Jej matka, Helena, była działaczką społeczną, która jako jedna z pierwszych w Polsce zajmowała się organizowaniem rodzin zastępczych dla osieroconych dzieci. Ojciec Ireny Sławińskiej, Seweryn, pracował na kolei jako inżynier.
Kres spokojnemu życiu tej rodziny, o szlacheckich korzeniach, przyniosła I wojna światowa.
W Sekcji Twórczości Oryginalnej
Dzieciństwo upłynęło Irenie Sławińskiej pod znakiem ucieczek przed wojenną pożogą i przed bolszewikami. Seweryn Sławiński po 1917 roku wpadł w sowieckiej ręce i mimo że z niewoli wrócił, już do końca życia zmagał się z poważnymi zdrowotnymi konsekwencjami.
REKLAMA
Po wojennej tułaczce Irena Sławińska ukończyła w Wilnie dobre gimnazjum, by następnie rozpocząć studia na Uniwersytecie Stefana Batorego. Wybór kierunków – romanistyka i polonistyka – wskazywał na rozwijające się od wczesnej młodości językowe, a zwłaszcza literaturoznawcze pasje przyszłej badaczki.

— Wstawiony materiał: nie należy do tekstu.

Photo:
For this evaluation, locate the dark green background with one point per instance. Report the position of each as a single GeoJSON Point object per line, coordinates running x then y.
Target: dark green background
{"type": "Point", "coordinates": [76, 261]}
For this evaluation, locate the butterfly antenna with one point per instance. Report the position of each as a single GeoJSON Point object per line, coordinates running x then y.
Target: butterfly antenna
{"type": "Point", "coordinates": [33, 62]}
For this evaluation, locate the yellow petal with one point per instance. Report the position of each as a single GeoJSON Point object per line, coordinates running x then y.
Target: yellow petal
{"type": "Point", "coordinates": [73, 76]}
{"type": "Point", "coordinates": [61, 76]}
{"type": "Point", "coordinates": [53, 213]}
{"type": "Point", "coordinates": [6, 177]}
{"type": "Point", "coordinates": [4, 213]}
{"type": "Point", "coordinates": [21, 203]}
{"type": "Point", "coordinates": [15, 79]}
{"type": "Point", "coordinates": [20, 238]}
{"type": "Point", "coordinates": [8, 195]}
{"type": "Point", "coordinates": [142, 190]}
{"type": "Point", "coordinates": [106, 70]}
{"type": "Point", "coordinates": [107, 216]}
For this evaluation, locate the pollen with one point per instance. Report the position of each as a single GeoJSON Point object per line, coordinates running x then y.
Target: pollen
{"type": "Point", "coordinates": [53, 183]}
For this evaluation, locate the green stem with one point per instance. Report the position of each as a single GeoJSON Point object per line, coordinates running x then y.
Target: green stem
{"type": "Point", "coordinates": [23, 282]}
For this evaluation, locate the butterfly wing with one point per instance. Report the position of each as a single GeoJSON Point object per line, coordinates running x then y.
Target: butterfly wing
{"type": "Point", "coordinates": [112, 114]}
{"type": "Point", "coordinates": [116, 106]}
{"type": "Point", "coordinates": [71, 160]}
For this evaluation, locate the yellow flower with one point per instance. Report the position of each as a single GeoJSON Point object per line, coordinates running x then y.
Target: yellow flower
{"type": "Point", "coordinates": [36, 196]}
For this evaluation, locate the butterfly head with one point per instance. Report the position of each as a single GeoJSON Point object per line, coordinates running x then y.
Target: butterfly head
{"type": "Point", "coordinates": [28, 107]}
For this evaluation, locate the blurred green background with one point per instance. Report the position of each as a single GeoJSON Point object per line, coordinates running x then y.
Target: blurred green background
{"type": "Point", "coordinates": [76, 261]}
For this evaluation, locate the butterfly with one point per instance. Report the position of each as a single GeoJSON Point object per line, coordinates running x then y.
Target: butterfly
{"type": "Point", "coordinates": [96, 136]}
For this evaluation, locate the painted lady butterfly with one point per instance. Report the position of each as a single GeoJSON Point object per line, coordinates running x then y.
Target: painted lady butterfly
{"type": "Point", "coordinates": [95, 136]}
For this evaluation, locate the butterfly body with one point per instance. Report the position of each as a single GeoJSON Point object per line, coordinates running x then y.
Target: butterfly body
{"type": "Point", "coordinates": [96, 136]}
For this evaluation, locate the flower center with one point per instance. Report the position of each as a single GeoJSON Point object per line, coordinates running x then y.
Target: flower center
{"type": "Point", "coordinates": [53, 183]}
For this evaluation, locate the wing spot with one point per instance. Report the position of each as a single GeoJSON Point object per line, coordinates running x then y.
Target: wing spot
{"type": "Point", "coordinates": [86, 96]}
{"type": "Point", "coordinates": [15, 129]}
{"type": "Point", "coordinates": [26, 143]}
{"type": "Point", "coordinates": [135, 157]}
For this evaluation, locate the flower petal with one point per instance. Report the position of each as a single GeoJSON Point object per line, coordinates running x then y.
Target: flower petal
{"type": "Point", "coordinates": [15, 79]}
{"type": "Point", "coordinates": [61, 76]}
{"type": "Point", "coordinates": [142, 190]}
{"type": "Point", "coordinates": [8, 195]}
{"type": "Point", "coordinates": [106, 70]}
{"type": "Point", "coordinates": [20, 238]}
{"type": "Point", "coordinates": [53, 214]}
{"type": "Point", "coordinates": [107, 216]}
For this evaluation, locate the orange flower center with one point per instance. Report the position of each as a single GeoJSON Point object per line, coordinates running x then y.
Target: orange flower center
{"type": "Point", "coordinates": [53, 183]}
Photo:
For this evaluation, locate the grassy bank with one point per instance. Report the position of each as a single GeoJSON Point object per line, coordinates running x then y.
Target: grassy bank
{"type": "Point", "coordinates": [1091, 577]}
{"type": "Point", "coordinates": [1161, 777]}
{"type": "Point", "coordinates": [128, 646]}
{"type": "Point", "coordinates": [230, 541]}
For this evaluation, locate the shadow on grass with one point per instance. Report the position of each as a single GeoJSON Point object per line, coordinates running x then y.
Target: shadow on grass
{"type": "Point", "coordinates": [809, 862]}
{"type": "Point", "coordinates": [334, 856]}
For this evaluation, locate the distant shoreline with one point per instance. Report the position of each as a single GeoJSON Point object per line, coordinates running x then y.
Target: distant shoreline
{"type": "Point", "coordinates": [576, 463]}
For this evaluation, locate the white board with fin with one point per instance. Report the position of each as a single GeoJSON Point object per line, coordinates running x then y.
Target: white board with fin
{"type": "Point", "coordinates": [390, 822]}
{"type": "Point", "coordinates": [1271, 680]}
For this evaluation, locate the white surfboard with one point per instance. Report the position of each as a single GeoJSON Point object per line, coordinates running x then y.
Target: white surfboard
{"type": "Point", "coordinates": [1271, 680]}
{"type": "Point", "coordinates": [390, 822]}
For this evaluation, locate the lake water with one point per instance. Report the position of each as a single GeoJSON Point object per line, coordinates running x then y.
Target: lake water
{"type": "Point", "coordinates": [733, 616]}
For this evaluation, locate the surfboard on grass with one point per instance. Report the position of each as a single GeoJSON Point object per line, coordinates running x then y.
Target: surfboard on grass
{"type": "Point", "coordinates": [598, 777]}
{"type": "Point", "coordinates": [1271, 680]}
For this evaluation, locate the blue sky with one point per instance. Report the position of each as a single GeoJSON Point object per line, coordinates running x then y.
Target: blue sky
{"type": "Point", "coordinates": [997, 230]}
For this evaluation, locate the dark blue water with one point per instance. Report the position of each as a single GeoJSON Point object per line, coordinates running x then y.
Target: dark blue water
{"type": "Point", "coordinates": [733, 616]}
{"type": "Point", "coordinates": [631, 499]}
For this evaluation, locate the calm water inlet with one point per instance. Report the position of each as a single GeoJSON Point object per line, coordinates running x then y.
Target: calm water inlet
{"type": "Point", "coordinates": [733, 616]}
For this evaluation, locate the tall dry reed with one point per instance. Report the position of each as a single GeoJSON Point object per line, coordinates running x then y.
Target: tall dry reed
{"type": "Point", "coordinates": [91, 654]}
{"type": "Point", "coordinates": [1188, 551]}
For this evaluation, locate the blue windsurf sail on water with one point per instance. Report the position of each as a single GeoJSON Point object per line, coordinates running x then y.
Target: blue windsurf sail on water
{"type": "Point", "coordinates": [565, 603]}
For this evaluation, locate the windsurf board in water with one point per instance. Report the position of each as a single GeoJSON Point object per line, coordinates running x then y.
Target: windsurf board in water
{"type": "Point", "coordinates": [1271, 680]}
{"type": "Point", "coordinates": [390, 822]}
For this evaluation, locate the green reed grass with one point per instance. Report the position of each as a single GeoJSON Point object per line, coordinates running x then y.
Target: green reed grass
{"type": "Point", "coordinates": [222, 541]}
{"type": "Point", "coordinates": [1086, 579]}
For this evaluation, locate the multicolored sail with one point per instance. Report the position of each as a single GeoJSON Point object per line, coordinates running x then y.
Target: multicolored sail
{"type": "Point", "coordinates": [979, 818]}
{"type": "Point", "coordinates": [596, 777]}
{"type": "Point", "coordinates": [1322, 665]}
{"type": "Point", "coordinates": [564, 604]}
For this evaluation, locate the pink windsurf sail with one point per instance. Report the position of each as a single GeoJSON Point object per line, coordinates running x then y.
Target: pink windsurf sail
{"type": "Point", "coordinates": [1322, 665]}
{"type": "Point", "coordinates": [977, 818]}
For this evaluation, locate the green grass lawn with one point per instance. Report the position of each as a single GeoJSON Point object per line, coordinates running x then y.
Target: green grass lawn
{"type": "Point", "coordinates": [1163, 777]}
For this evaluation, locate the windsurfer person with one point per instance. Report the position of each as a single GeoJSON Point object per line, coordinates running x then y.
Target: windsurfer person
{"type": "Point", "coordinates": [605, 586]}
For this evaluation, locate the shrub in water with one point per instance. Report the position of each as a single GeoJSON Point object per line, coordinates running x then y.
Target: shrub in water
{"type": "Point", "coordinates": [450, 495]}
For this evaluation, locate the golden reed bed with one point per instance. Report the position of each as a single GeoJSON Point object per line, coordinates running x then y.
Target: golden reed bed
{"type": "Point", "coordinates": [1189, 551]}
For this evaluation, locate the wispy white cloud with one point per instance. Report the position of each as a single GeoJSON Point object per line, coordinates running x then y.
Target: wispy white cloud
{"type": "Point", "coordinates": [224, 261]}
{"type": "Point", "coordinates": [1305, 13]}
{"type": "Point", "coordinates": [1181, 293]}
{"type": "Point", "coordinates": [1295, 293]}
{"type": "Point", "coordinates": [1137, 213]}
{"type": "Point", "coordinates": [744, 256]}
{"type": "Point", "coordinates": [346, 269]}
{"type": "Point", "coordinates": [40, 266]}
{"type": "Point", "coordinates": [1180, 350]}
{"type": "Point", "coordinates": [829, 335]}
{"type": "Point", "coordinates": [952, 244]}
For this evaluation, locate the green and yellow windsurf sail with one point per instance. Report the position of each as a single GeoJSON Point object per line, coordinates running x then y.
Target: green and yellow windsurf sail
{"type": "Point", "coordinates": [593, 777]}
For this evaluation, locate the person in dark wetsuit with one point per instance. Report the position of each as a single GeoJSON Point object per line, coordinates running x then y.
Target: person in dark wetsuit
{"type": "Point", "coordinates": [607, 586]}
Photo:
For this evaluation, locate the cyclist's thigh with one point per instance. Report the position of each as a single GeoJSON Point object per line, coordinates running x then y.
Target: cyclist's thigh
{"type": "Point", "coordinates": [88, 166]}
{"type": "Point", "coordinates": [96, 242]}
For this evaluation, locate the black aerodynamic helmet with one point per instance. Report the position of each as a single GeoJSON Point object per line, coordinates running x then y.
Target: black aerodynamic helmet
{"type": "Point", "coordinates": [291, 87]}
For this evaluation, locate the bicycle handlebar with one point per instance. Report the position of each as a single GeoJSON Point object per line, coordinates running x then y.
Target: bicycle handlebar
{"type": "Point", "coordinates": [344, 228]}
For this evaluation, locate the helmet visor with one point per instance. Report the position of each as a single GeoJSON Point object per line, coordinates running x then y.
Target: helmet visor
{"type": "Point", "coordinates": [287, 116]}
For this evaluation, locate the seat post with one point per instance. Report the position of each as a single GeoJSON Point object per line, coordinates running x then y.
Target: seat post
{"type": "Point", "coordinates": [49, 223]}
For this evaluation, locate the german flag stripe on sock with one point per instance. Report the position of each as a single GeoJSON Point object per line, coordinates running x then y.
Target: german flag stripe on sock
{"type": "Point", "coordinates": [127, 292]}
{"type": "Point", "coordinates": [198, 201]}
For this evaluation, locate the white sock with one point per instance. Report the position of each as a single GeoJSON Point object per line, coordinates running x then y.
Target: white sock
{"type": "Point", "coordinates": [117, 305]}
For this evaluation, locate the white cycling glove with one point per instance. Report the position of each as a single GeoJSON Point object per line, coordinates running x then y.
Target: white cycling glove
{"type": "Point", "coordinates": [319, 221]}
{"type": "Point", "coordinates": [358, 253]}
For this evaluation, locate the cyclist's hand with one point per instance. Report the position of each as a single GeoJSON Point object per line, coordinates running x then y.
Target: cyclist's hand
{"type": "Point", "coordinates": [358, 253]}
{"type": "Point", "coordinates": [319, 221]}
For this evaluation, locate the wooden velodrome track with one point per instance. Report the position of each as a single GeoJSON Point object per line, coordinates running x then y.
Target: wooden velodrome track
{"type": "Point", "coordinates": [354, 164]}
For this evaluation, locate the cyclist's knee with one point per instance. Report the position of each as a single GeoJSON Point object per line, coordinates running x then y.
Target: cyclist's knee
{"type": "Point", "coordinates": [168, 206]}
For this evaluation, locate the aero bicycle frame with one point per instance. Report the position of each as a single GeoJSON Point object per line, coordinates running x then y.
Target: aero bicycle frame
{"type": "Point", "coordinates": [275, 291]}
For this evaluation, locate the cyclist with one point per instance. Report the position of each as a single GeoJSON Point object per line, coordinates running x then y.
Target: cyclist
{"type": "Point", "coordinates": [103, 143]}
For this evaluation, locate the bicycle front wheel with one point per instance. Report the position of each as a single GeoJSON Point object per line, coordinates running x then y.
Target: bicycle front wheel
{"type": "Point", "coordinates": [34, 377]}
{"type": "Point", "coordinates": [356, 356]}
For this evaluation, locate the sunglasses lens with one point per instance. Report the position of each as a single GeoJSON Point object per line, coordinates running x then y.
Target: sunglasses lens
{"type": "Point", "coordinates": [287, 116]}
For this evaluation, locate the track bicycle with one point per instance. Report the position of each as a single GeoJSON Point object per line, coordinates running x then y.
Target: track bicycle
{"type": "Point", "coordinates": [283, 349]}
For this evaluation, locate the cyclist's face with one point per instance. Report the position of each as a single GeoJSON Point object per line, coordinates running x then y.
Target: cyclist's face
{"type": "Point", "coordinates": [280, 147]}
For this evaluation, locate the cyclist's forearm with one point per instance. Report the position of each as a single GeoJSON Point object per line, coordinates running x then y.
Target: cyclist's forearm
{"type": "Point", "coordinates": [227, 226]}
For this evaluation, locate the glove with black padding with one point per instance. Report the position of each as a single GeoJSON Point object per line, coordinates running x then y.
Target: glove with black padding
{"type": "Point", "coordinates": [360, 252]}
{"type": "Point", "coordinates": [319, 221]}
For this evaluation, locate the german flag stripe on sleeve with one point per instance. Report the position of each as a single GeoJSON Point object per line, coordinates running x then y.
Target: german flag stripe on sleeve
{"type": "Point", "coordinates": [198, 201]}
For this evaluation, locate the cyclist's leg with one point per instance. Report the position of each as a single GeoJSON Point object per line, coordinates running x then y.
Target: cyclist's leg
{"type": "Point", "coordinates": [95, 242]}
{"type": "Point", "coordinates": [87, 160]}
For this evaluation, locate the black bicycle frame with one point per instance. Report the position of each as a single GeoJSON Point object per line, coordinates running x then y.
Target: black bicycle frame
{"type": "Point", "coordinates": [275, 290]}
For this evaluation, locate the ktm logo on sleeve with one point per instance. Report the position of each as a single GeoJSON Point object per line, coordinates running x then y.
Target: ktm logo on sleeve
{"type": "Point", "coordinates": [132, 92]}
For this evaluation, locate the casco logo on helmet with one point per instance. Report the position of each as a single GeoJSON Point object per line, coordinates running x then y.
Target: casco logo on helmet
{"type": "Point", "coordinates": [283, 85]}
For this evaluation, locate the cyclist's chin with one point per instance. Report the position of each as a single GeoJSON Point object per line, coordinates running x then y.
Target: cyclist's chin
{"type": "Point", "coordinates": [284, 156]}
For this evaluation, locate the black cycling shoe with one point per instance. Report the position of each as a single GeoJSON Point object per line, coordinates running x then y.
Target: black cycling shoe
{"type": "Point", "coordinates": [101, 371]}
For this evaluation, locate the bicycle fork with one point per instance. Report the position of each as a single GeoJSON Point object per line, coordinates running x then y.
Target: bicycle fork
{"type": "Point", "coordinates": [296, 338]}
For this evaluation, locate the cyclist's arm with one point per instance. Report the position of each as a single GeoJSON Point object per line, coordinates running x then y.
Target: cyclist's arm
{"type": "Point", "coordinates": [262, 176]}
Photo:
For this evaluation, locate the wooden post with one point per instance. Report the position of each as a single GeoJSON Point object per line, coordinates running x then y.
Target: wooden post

W tym czasie, w 1. połowie lat 30., Irena Sławińska poznała Czesława Miłosza – obydwoje należeli do Koła Polonistów, do Sekcji Twórczości Oryginalnej. Noblista wspominał po latach między innymi "silną indywidualność" swojej koleżanki, a także jej pasję sportową. "Korzystając z Wilji i z okolicznych jezior, wytrenowała się na znakomitą pływaczkę", pisał Miłosz w swoim "Abecadle".
Bliska znajomość poety z uzdolnioną wilnianką trwać będzie przez całe życie. Irena Sławińska znalazła się w gronie zaproszonych przez Czesława Miłosza osób, które towarzyszyły mu w Sztokholmie w 1980 roku przy okazji noblowskich uroczystości. W czerwcu roku kolejnego to właśnie Irena Sławińska, wówczas już z tytułem profesorskim, wygłosiła na Katolickim Uniwersytecie Lubelskim laudację z okazji przyznania przez uczelnię Czesławowi Miłoszowi tytułu doktora honoris causa (była promotorką tego honorowego doktoratu).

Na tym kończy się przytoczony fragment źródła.